EFF has issued the following statement in response to today’s developments:
A federal magistrate judge in Virginia ruled today that the government can collect the private records of three Twitter users as part of its investigation related to WikiLeaks, and that those users and the public can be prevented from seeing some of the documents that the government submitted to the court to justify obtaining their records. The court denied the government’s request to conduct last month’s hearing about the records in secret, however, and the court made public all of the documents related to the users’ legal challenge. The Electronic Frontier Foundation (EFF) and the American Civil Liberties Union plan to appeal the decision on behalf of their client Birgitta Jonsdottir, an Icelandic parliamentarian.
The secret government demands for information about the subscribers’ communications came to light only because Twitter took steps to ensure their customers were notified and had the opportunity to respond. The ACLU and EFF also asked the court to make public any similar orders to any other companies
“This ruling gives the government the ability to secretly amass private information related to individuals’ Internet communications. Except in extraordinary circumstances, the government should not be able to obtain this information in secret. That’s not how our system works,” said Aden Fine, staff attorney with the ACLU Speech, Privacy, and Technology Project. “If this ruling stands, our client may be prevented from challenging the government’s requests to other companies because she might never know if and how many other companies have been ordered to turn over information about her.”

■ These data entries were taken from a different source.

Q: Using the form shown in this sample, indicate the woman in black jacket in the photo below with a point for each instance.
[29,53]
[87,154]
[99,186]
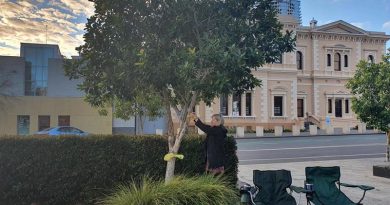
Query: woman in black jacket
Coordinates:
[214,143]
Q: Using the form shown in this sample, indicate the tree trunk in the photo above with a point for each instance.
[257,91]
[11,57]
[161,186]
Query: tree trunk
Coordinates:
[142,122]
[388,146]
[174,141]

“With so much of our digital private information being held by third parties – whether in the cloud or on social
networking sites like Twitter – the government can track your every move and statement without you ever having a chance to protect yourself,” said EFF Legal Director Cindy Cohn. “We’re disappointed that the court did not recognize that people using digital tools deserve basic privacy and that the government should be required to meet a high standard before it demands private information about you from the online services you use, be they Twitter, Facebook, Gmail or Skype.”EFF and the ACLU plan to appeal the ruling on behalf of their client.
For today’s ruling:
http://www.eff.org/files/filenode/dorders_twitter/MemOpinion.pdfFor more on this case:
http://www.eff.org/cases/government-demands-twitter-recordsFor this release:
https://www.eff.org/press/archives/2011/03/11
ACLU has also issued a statement, stating, in part:
We are disappointed with the court’s decision. The government should not be able to secretly gather private information related to individuals’ Internet communications. Unless the government obtains a warrant, individual users should have the right to find out about these orders and to go to court to challenge the government’s justification for obtaining them.
Today’s ruling — which rejected users’ ability to even mount a challenge in many circumstances — fails to recognize that in today’s world, these sorts of secret government requests involve personal and private information. Our privacy in our Internet communications should not be so easily sacrificed.
The fight far from over, though. We plan to appeal today’s decision.